In Anbetracht der Tatsache, dass die PrL-Pyramidenzellen von ELA-Mäusen eine verringerte glutamaterge Übertragung aufwiesen, untersuchten wir, ob eine Hochregulierung der Aktivierung dieser Pyramidenzellen ELA-bedingte Gedächtnisdefizite wiederherstellt. Wir verwendeten transgene Thy1-Cre-Mäuse, in denen eine Gruppe von PrL-Pyramidenzellen den Thy1-Promotor exprimierte. Während des Gedächtnistests können diese Thy1-exprimierenden Pyramidenzellen selektiv über einen Cre-abhängigen Gq-exzitatorischen DREADD-Ansatz aktiviert werden, der durch Post-hoc-Erkennung der Fos-Koexpression in allen hM3D(Gq)-mCherry-exprimierenden Zellen verifiziert wird. Um sicherzustellen, dass die Gq-DREADD-Vektoren spezifisch in die PrL abgegeben wurden, wurde eine für die stereotaktische Injektion verwendete Glaspipette auf ±6° schräg (ML = 0 mm) eingestellt. Die postoperativen Untersuchungen zeigten, dass Zellen im cingulären Kortex und in den Bereichen rund um den PrL weniger von den Vektoren betroffen waren. In der Studie wurde CNO verabreicht, um die Thy1-Cre-exprimierenden PrL-Pyramidenzellen während einer T-Labyrinth-Aufgabe zu stimulieren [50, 51]. Bei ELA-Mäusen mit CNO-Verabreichung wurde ein erhöhter Prozentsatz spontaner Wechsel und eine verringerte Wahllatenz bei T6 in der Aufgabe beobachtet, was auf ein verbessertes Arbeitsgedächtnis hinweist. Es ist nicht bekannt, ob eine durch chemogenetische Aktivierung induzierte Verbesserung des Arbeitsgedächtnisses mit einer erhöhten Wirbelsäulendichte verbunden ist. Es sind Studien erforderlich, um diesen wichtigen Punkt anzugehen und die Wirkung der chemogenetischen Aktivierung auf die synaptische Übertragung zu verstehen. Bemerkenswert ist, dass diese Ergebnisse nicht auf Off-Target-Effekte von CNO zurückzuführen waren, da das Kontrollvirus AAV2-DIO-mCherry keinen Einfluss auf die Gedächtnistests hatte und die CNO-induzierte spezifische Aktivierung von hM3D(Gq)-exprimierenden Pyramidenzellen bestätigt wurde durch Koexpression von Fos im PrL. Diese Daten stützen die Möglichkeit, dass chemogenetische Strategien, die eine Hochregulierung der Zellaktivierung beinhalten, die Gedächtnisdefizite wiederherstellen könnten, die häufig nach Entwicklungsstressoren beobachtet werden.
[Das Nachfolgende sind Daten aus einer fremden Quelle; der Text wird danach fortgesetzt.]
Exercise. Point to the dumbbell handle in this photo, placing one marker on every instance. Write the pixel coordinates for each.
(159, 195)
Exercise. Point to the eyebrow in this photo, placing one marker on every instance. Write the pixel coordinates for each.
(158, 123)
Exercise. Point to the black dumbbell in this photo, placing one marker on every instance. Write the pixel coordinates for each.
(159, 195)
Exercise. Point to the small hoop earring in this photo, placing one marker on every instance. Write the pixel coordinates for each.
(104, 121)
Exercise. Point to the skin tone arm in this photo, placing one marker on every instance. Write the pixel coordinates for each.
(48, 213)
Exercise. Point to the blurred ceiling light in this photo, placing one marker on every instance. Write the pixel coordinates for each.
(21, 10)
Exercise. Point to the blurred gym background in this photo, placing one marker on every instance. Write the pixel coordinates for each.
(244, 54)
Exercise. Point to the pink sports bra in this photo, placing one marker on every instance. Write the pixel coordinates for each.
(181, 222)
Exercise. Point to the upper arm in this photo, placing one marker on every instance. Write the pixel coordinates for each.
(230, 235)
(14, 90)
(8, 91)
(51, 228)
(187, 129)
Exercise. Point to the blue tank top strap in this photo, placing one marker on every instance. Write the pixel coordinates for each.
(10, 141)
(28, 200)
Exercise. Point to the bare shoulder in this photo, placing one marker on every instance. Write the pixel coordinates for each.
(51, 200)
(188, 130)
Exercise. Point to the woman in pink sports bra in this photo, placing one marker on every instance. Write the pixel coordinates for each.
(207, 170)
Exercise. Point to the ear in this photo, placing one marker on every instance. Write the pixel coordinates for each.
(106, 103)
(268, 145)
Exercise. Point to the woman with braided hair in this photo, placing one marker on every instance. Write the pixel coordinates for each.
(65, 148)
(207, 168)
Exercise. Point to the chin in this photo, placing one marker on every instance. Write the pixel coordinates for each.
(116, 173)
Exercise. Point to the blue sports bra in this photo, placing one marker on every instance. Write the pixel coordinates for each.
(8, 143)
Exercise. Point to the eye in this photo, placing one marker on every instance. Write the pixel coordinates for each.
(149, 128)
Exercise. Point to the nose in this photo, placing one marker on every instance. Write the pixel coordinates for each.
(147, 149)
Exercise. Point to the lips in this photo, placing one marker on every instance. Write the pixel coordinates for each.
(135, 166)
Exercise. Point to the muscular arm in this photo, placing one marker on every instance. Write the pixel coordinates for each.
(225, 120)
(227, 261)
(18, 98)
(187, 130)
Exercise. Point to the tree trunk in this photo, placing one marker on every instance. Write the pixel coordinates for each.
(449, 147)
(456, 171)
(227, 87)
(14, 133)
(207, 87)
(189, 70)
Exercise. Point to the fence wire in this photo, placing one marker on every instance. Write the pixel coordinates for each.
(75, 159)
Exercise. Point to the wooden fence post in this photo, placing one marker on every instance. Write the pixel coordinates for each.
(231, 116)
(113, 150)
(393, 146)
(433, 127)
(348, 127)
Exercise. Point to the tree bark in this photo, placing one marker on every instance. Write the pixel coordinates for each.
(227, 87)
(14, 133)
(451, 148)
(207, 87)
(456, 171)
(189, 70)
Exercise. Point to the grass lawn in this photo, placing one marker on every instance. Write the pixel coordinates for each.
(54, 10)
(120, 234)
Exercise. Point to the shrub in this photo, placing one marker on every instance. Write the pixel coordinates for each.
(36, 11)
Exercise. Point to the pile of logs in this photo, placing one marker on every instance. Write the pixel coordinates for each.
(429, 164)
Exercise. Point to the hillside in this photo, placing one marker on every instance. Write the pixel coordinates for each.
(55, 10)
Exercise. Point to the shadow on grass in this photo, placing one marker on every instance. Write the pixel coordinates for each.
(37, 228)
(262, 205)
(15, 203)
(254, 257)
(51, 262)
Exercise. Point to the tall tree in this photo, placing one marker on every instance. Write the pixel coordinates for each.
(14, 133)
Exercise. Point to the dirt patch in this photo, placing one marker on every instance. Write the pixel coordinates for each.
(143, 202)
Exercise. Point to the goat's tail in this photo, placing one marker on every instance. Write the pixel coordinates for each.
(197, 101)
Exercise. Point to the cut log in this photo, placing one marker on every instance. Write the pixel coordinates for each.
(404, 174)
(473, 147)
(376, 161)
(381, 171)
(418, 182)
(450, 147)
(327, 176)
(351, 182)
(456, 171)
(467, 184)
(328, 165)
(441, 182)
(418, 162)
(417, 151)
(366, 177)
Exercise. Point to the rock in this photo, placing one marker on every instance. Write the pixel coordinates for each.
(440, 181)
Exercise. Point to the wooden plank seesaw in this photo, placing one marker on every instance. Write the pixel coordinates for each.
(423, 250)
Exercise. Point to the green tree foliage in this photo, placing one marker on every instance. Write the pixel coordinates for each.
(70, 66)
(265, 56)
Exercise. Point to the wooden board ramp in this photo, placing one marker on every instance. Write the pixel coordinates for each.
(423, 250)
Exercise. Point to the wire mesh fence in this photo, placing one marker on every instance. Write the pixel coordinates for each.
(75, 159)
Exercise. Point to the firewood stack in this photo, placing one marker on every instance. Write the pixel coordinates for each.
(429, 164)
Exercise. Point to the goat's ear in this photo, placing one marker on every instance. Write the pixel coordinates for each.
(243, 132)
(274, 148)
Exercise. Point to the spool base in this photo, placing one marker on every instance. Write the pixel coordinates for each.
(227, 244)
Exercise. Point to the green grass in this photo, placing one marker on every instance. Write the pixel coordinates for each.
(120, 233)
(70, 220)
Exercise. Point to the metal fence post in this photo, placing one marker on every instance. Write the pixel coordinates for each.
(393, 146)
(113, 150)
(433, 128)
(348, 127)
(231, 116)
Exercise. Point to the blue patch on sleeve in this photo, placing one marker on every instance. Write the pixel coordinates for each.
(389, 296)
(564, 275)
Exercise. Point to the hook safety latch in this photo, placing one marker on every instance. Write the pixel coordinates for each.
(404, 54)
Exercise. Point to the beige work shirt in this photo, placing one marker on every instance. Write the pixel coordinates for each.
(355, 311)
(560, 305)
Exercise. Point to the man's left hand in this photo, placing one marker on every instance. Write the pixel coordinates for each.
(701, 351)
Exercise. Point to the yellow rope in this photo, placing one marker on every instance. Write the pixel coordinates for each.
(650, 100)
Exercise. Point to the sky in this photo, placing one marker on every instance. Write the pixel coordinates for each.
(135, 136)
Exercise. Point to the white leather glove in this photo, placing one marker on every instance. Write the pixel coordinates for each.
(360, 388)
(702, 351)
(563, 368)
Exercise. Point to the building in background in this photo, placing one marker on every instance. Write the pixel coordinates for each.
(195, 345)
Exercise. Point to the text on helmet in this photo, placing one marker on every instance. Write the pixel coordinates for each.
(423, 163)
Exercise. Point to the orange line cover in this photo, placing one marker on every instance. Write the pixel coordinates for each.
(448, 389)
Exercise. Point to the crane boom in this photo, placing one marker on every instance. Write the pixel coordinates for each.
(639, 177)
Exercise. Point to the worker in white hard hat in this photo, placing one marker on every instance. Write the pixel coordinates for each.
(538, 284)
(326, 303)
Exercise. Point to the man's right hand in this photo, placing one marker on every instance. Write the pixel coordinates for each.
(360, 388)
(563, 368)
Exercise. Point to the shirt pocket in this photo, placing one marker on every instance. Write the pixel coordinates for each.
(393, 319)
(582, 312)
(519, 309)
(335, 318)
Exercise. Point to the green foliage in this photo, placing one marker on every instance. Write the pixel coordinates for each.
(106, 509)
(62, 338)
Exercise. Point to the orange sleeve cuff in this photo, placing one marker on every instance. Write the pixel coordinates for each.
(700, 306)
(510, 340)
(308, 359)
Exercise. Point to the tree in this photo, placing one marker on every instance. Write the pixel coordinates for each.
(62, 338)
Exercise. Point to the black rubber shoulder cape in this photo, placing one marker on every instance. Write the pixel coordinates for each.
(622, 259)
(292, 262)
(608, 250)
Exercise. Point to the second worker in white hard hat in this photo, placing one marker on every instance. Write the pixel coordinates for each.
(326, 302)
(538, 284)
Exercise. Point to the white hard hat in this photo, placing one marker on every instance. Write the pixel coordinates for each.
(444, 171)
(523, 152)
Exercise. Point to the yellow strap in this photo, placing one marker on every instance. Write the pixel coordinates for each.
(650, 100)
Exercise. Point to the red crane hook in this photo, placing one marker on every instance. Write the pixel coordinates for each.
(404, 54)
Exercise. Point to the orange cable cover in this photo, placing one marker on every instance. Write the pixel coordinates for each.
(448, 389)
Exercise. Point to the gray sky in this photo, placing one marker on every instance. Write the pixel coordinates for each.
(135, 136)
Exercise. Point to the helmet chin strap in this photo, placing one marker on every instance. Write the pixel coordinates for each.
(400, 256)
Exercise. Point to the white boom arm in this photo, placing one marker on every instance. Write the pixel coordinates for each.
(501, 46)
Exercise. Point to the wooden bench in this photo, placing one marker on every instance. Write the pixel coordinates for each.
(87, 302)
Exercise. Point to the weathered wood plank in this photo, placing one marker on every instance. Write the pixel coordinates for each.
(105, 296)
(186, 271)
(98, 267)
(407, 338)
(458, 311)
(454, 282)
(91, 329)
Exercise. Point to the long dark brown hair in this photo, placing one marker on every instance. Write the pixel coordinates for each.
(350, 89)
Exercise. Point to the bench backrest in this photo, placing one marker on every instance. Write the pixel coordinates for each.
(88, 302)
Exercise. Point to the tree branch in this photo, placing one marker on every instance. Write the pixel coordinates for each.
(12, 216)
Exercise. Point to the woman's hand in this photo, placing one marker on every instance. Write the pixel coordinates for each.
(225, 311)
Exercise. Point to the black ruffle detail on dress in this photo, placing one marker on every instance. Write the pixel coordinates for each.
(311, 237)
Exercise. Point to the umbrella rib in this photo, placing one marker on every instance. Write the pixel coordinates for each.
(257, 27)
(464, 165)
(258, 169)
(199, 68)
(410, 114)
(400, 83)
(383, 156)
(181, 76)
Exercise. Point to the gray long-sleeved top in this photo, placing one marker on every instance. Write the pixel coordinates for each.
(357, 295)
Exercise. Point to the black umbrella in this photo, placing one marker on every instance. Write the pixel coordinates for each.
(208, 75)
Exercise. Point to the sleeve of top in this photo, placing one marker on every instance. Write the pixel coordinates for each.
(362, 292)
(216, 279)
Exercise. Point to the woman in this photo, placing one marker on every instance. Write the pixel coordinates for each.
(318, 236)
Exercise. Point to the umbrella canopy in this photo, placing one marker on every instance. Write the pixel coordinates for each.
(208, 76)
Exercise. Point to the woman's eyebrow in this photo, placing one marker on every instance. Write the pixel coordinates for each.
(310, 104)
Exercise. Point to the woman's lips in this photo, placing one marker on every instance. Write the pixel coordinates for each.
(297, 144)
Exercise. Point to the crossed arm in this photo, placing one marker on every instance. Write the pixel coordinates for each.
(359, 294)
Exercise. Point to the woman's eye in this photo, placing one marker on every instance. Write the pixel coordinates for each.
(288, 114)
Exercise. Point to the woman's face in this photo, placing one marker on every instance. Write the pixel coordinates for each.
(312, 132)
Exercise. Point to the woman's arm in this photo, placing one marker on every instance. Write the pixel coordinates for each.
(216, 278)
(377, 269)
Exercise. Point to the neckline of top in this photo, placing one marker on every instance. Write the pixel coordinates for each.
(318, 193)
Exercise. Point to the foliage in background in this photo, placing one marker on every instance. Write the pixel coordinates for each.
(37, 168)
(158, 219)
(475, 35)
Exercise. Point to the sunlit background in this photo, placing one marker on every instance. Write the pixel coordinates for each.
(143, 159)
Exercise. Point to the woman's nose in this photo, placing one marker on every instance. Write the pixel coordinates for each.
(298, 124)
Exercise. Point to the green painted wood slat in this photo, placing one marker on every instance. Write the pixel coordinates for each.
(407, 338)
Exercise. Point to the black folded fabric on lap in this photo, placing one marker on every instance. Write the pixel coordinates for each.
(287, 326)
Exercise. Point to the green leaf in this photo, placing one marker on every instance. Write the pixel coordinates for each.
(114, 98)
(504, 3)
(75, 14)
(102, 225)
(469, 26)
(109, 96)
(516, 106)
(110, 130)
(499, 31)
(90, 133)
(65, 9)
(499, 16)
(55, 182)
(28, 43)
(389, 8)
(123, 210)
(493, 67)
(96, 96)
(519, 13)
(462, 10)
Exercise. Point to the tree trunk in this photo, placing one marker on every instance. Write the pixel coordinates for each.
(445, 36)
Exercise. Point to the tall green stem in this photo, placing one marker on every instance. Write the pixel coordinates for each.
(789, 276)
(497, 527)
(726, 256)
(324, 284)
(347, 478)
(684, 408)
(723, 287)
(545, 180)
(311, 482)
Zusammenfassend deuten die hier präsentierten Daten darauf hin, dass negative Erfahrungen in jungen Jahren dauerhafte Auswirkungen auf die dendritischen Stacheln und postsynaptischen Kontakte der PrL-Pyramidenzellen haben, was sich nachteilig auf die glutamaterge Übertragung und das frontalabhängige Arbeitsgedächtnis auswirkt. Eine Hochregulierung der Aktivierung von PrL-Pyramidenzellen kann die Leistung des räumlichen Arbeitsgedächtnisses bei Mäusen, die in jungen Jahren Widrigkeiten erlebt haben, effizient verbessern und so die Bedeutung der Integrität der dendritischen Struktur auf frontalen Pyramidenzellen weiter aufdecken.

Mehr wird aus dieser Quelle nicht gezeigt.